# General Discussion > Opinions >  What is a hero?

## Tsuyoiko

In your opinion, who do you consider a hero, and why?

I hate that celebrities are often considered heroes, when in most cases all they do is get paid a lot of money to do something they love.

Daniel Boorstin says:



> Two centuries ago when a great man appeared, people looked for God's purpose in him; today we look for his press agent.


He continues:



> The hero was distinguished by his achievement, the celebrity by his image or trademark. The hero created himself, the celebrity is created by the media. The hero was a big man, the celebrity is a big name.

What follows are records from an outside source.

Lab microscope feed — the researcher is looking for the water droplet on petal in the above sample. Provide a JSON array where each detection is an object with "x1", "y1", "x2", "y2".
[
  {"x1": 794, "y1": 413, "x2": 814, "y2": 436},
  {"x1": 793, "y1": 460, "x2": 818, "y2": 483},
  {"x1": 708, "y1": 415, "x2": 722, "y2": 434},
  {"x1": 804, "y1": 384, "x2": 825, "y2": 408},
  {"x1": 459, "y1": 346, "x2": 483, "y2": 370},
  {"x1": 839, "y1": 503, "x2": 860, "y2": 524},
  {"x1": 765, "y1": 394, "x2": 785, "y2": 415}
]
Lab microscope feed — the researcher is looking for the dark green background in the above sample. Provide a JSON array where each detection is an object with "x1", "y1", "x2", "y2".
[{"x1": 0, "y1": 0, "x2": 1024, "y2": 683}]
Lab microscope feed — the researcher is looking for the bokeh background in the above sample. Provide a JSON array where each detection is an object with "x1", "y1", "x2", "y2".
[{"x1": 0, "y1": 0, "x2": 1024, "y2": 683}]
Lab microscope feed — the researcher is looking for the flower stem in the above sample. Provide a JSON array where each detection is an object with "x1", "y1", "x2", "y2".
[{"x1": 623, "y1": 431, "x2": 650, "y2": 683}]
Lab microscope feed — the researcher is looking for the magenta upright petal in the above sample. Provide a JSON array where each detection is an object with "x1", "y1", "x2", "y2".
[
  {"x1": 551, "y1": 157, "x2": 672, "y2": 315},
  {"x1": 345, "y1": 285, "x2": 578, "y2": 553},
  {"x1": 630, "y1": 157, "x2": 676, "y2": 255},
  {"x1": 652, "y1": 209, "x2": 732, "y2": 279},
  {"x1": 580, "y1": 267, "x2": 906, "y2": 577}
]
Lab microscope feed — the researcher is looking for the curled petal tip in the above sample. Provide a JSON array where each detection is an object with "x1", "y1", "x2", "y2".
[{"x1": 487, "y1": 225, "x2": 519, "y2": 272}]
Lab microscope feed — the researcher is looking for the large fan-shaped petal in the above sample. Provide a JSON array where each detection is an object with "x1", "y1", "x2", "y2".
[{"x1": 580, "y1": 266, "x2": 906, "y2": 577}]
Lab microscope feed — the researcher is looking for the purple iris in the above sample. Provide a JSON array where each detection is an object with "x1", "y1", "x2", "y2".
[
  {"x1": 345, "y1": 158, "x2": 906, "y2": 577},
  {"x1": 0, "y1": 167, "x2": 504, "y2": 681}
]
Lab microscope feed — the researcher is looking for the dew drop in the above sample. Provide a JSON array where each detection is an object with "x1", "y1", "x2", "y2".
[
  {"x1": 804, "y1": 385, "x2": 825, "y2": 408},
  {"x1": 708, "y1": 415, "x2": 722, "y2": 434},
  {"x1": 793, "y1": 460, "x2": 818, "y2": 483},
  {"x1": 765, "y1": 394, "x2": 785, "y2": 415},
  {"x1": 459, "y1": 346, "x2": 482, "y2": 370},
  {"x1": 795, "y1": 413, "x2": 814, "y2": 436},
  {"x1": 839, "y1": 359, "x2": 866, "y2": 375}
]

These comments sum it up for me.

So are there still heroes today? If so, who is your hero and why?

I can't choose any one person, as I admire many different people for different reasons - usually I see some quality in them that I know to be lacking in myself. But I will mention two people - one from the past and one from today.

My first hero is Saint Francis of Assisi. I admire him because he was not afraid to make a fool of himself to make a point, he was a talented poet and he knew how to compromise. He was a great teacher, and he knew when to keep his mouth shut and take action instead.

From today I admire the mathematician Andrew Wiles, because he set himself a goal as a child (to prove Fermat's Last Theorem) that he then devoted his life to achieve, and succeeded. I really admire his tenacity, as I give up so easily.

----------


## smoke

To me a hero is: 
someone who puts the well-being of others before their own.
someone who is a positive influence on the life of another or others.
someone who survives through adversity and difficulty.
someone who became the best they can be.
someone who can realise the error of their ways and reform.

or all of the above...but i have never known a man/woman that answers to all those criteria!

speaking of celebrities being heroes...well my intial reaction would be "what a load of pap". However, if the actions of a celebrity can influence someone to improve their quality of life the they are a hero. If David Beckham (par example) can inspire just one kid to kick a ball and become the best he can be, then he is a hero...as much as i don't particularly like him.


*"Most of my heroes don't appear on no stamp." — Chuck D*

----------


## Jack

a hero is someone who inspires you, to aspire to be.

----------


## Tsuyoiko

Hi Geno!  :Wavey:  Is it enough that you aspire to be like someone for them to be a hero? I want to win the lottery, but lottery winners are not my heros! What do you think?

----------


## Kinsao

I think the difference between aspiring to be like your 'hero', and aspiring to be a lottery winner, is that you can envy the lottery winner and you want to be like them, but they got their good luck by chance. I'm assuming the kind of 'hero' Geno is thinking of would have arrived where they are by a mixture of (probably) natural talents and hard work. 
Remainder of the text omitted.